Mayıs ayında başlayan ve aylarca süren grevden dolayı işten atılan madenci işçilerden 7’si hayatını kaybetti
HABER MERKEZİ– Freeport altın ve bakır tekelinin Endonezya’nın Papua kentindeki -dünyanın en büyük altın işletmesi olan- madeninde geçtiğimiz Mayıs ayında yaklaşık 5 bin işçinin katıldığı grev başladı. Patronların, ücretlerde kesintiler yapma ve “süresiz izne çıkarma” kılıfında işten atma saldırısına karşı başlayan grev aylarca sürdü.
Eylemi “yasa dışı” ilan eden patronun buna yanıtı 4 bin 220 işçiyi hiç bir tazminat ödemeden kovmak oldu. Grevin başladığı günden bu yana ücretler de dahil hiç bir ekonomik-sosyal “yardım” alamayan işçiler, patrona karşı direnmenin ötesinde ayakta kalma mücadelesi verdiler. Ve o tarihten bu yana işçilerden 7’si hastalandıkları (1 işçi intihar etti) ve tedavi görmeleri için gerekli paraları olmadığı için hayatlarını kaybettiler!
Katledilen madenciler:
Abrianto Rombe. Hastalıktan sonra öldü, 29 Haziran 2017
Grasberg’de dokuz yıl çalıştı. Eşi ve iki çocuğu var.
Zeth Makisanti. Hastalıktan sonra öldü, 21 Eylül 2017
Grasberg’de yedi yıl çalıştı. Eşi ve üç çocuğu var.

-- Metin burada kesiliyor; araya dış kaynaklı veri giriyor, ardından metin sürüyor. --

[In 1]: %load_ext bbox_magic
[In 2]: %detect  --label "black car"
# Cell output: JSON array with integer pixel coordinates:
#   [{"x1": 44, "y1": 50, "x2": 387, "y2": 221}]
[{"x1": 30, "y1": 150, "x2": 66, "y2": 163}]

Nicolas Kabes. Hastalıktan sonra öldü, 7 Ekim 2017.
Grasberg’de 17 yıl çalıştı. Karısı geçen sene öldükten sonra, beş çocuğu artık yetim.
Karolus Kasamol. Hastalıktan sonra öldü, 15 Ekim 2017
Grasberg’de dokuz yıl çalıştı. Evliydi.
Sattu Saung. Hastalıktan öldü, 17 Ekim 2017
Grasberg’de altı yıl çalıştı. Eşi ve üç çocuğu var.

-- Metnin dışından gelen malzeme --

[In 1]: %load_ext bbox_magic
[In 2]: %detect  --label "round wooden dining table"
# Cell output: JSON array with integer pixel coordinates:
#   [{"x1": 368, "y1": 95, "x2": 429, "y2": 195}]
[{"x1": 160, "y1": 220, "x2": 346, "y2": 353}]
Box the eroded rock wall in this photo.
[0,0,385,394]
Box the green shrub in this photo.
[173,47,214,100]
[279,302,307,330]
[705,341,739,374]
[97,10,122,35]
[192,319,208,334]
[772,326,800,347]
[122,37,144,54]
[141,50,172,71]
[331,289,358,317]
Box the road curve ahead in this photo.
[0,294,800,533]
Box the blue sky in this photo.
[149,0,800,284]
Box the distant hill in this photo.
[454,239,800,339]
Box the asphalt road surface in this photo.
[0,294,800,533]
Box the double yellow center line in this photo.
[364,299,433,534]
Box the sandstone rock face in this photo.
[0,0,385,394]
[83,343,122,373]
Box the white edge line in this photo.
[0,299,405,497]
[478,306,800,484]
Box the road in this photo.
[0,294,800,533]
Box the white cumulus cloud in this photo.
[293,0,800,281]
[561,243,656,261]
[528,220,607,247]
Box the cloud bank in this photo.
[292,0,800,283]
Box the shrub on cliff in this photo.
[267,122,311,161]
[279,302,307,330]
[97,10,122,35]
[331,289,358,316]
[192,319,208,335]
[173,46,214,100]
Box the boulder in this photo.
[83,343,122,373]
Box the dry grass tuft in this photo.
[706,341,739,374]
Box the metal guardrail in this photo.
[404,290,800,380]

Marcel Sualang. İntihar, 3 Kasım 2017
Hasta çocuğunun hastaneye kaldırılmasından sonra dayanamayıp intihar etti.
İrwan Dahlan. Böbrek yetmezliğinden öldü, 16 Kasım 2017
Grasberg’de 20 yıl çalıştı. Eşi ve üç çocuğu var.

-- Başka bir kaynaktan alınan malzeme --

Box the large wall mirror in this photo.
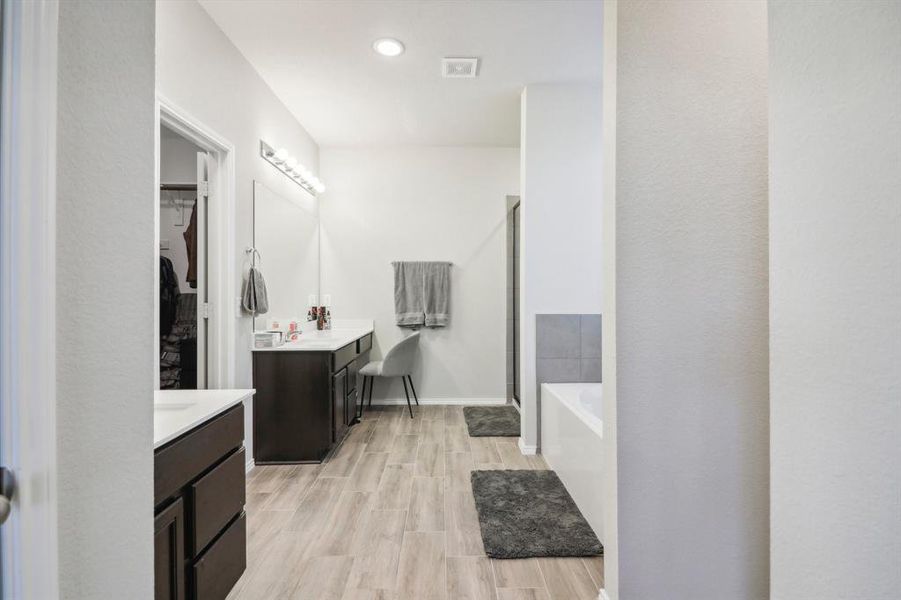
[253,181,319,331]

Grev ve işçi cesetleri üzerine basarak..
Grev, altın ve bakır tekeli -ABD orjinli- Freeport’un, hükümetle, mevcut anlaşmada geçen mali ve yasal haklarını yenileyecek “yatırım garanti anlaşması” yapmak istediği bir kesitte başladı.
Madenin yüzde 90’ndan fazla hissesine sahip şirket işletme üzerindeki kontrolünü sağlamlaştırmak ve hükümetten daha fazla imtiyaz talep ediyordu. Zira “çevreye verdiği zarardan dolayı” büyük tepkiler almış ve uluslararası bazı fonlara yatırım yapması yasaklanmış olduğu için tekelci (mali) karlarında kısmi düşmeler yaşanmıştı. Maden işletmesinin yaklaşık yüzde 10’una sahip Endonezya hükümeti ise kendisine daha fazla “kaynak” aktarımı için bastırıyordu.
Hükümetle şirket arasında perde arkasında yürütülen pazarlıkların neyle sonuçlandığını ya da yeni anlaşmanın yapılıp yapılmadığını henüz bilmiyoruz. Ama, işçiler üzerindeki baskıyı tırmandırıp gelişen grev eylemini pazarlık kozu olarak kullandığından emin olabiliriz!